Tatvic / RGoogleAnalytics

R Library to easily extract data from the Google Analytics API into R
228 stars 147 forks source link

Mismatch between pageviews on GA and the returned resultsof GetReportData #27

Open ghost opened 8 years ago

ghost commented 8 years ago

Hi,

I followed the instructions for linking the core API, and I seem to get results, but when I run:

query.list <- Init(start.date = "2016-05-01",
                   end.date = "2016-05-03",
                   dimensions = "ga:date,ga:pagePath",
                   metrics = "ga:pageviews",
                   max.results = 10000,
                   sort = "-ga:date",
                   table.id = "ga:xxxxx")
ga.query <- QueryBuilder(query.list)
mydata <- GetReportData(ga.query, token, split_daywise = T)

I get a mismatch between what I see on Google Analytics and the result from GetReportData. Any pointers?

Thanks and best wishing, I love your work!

Dan

BobbyBarbeau commented 8 years ago

Apologies if the following is too basic, but a few things off the bat that could result in discrepancies:

When I've experienced data mismatches, I've often found the source was related to sampling, table.id mismatch, filters/segments, or the like.

ghost commented 8 years ago

Hi Bobby, I imagine it has something to do with sampling, but I didn't manage to figure out how to turn this on/off.
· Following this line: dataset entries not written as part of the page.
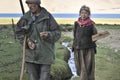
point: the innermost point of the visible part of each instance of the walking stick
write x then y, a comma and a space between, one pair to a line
23, 59
24, 47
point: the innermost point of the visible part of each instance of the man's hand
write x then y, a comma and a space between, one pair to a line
44, 34
31, 45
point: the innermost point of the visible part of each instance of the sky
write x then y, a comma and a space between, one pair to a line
65, 6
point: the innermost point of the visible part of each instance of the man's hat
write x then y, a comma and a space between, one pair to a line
33, 1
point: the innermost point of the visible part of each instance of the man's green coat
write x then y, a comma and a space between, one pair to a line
44, 47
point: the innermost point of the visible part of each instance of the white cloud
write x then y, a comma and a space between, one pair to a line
65, 6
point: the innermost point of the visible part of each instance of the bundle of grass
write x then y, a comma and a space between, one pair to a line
60, 70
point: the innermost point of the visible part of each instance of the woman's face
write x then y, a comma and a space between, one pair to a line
84, 14
33, 7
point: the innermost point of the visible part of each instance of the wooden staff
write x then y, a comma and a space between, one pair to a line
24, 47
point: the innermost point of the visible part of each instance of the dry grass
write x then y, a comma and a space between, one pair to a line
68, 20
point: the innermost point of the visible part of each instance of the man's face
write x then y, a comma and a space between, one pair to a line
33, 7
84, 14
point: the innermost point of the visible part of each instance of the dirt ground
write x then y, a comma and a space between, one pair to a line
112, 41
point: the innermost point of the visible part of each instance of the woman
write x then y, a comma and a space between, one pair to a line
83, 46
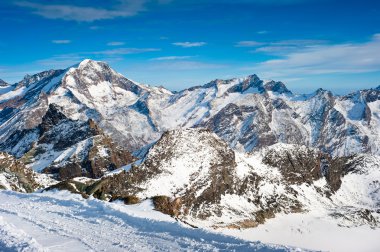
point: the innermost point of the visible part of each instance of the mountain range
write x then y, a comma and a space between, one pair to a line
227, 154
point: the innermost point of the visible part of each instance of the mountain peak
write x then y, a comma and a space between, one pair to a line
277, 87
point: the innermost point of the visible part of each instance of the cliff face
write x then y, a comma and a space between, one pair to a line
196, 177
248, 113
14, 175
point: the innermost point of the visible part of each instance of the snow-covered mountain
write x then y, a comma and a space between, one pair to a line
247, 113
193, 175
229, 154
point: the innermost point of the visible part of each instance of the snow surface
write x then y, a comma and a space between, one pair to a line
60, 221
312, 231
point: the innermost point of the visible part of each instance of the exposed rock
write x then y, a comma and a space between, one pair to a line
15, 176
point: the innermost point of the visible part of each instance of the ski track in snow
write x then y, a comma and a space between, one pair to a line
60, 221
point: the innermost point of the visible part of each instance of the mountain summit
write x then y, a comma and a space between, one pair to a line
247, 112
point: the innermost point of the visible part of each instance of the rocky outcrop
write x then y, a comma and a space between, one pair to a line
248, 113
197, 178
67, 148
15, 176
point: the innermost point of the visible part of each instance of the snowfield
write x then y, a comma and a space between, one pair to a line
61, 221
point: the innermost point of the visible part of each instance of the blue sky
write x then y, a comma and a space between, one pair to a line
180, 43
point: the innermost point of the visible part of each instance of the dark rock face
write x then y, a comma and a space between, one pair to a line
277, 87
93, 152
18, 177
252, 81
3, 83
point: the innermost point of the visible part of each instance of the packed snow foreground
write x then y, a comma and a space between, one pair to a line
100, 162
61, 221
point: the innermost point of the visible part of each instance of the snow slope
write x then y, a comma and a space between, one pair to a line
248, 113
60, 221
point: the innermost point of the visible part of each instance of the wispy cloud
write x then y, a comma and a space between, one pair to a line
172, 58
189, 44
248, 43
62, 41
124, 8
184, 65
115, 43
124, 51
325, 59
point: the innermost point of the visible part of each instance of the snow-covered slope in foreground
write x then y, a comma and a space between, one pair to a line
313, 231
60, 221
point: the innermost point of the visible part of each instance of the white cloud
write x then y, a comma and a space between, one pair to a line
124, 8
183, 65
248, 43
172, 58
325, 59
123, 51
189, 44
262, 32
62, 41
115, 43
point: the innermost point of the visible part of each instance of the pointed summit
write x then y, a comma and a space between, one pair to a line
277, 87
The image you attached is, unfornunately, not too instructive for me. I did check the table.id, and I made sure I was looking at the correct view in GA. In fact, I only have 1 view and it's not segmented, so it shouldn't be a problem. I'm not sure about your final possibility. Perhaps a pointer toward the sampling issue, and if that doesn't work, I will get more into the dimension thing. Best Wishes, Dan

BobbyBarbeau commented 8 years ago

Dan,

For more info on sampling, see https://support.google.com/analytics/answer/2637192?hl=en

Another way to see if sampling is an issue is to simply rerun your query, but drop the split_daywise argument. (split_daywise eliminates sampling for the most part by breaking a large data set into smaller daily data sets.)

Try rerunning your query like this:

mydata <- GetReportData(ga.query, token)

Are there any messages in R about the query being sampled? If there are, then the mismatch is caused by sampling.
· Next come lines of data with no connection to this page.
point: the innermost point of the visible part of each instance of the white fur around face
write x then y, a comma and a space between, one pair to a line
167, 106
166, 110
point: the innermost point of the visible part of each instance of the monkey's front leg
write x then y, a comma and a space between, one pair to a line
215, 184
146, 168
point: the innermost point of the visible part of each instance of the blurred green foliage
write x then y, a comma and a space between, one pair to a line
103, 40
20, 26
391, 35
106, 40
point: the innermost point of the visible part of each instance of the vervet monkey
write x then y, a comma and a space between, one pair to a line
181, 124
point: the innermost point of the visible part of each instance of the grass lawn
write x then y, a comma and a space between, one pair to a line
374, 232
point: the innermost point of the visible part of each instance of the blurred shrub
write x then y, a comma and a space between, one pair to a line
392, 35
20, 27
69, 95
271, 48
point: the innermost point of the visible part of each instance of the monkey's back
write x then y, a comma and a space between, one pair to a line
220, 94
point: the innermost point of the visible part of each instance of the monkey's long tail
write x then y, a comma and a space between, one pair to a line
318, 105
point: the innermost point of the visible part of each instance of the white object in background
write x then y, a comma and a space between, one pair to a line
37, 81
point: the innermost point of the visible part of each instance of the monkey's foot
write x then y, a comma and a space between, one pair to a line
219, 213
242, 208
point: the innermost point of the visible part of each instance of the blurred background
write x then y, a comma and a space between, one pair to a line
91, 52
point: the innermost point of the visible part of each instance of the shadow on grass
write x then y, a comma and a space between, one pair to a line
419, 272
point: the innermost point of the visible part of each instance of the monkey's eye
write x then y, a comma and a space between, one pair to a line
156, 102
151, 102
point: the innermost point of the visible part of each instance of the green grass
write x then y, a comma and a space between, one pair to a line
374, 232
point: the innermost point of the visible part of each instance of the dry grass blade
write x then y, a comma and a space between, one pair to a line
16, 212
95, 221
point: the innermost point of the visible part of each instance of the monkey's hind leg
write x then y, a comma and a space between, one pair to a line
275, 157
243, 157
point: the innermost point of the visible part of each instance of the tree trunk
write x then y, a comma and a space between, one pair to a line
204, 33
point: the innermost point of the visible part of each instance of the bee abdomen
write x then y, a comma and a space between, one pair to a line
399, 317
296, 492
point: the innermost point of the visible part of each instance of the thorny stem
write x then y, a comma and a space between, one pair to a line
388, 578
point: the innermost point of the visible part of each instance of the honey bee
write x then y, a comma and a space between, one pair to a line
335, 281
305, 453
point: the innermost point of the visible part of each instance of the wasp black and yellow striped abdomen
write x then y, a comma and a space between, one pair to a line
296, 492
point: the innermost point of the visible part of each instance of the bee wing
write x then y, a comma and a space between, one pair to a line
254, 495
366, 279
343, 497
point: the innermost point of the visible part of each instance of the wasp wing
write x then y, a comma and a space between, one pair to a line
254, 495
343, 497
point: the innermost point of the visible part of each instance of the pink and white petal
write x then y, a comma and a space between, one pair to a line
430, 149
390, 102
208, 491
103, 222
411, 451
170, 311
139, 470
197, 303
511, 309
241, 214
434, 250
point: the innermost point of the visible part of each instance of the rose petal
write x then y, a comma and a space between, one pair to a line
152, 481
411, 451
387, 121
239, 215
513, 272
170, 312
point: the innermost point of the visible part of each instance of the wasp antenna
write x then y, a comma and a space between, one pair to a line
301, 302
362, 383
If not, then neither GA interface nor the API should be using sampled data.

In terms of my last point about dimensions, rather than wrangling with the data via dplyr, it would be much easier simply to run the query without the date dimension:

query.list <- Init(start.date = "2016-05-01",
                   end.date = "2016-05-03",
                   dimensions = "ga:pagePath",
                   metrics = "ga:pageviews",
                   max.results = 10000,
                   #sort = "-ga:date",
                   table.id = "ga:xxxxx")
ga.query <- QueryBuilder(query.list)
mydata <- GetReportData(ga.query, token)

Again, if you see messages in R about sampling, then you'd need to rerun with split_daywise included.

But the above should match the pageview data reported in Behavior > Site Content > All Pages report in the GA interface if the data isn't being sampled.

HTH

EDIT: commented out the sort as that would throw an error since there would be no date dimension to sort on. You could just delete it, but I'm commenting it out just to explain my edit.

JerryWho commented 8 years ago

When I get strange results using the API I often use the Query Explorer (https://ga-dev-tools.appspot.com/query-explorer/) to double-check the results.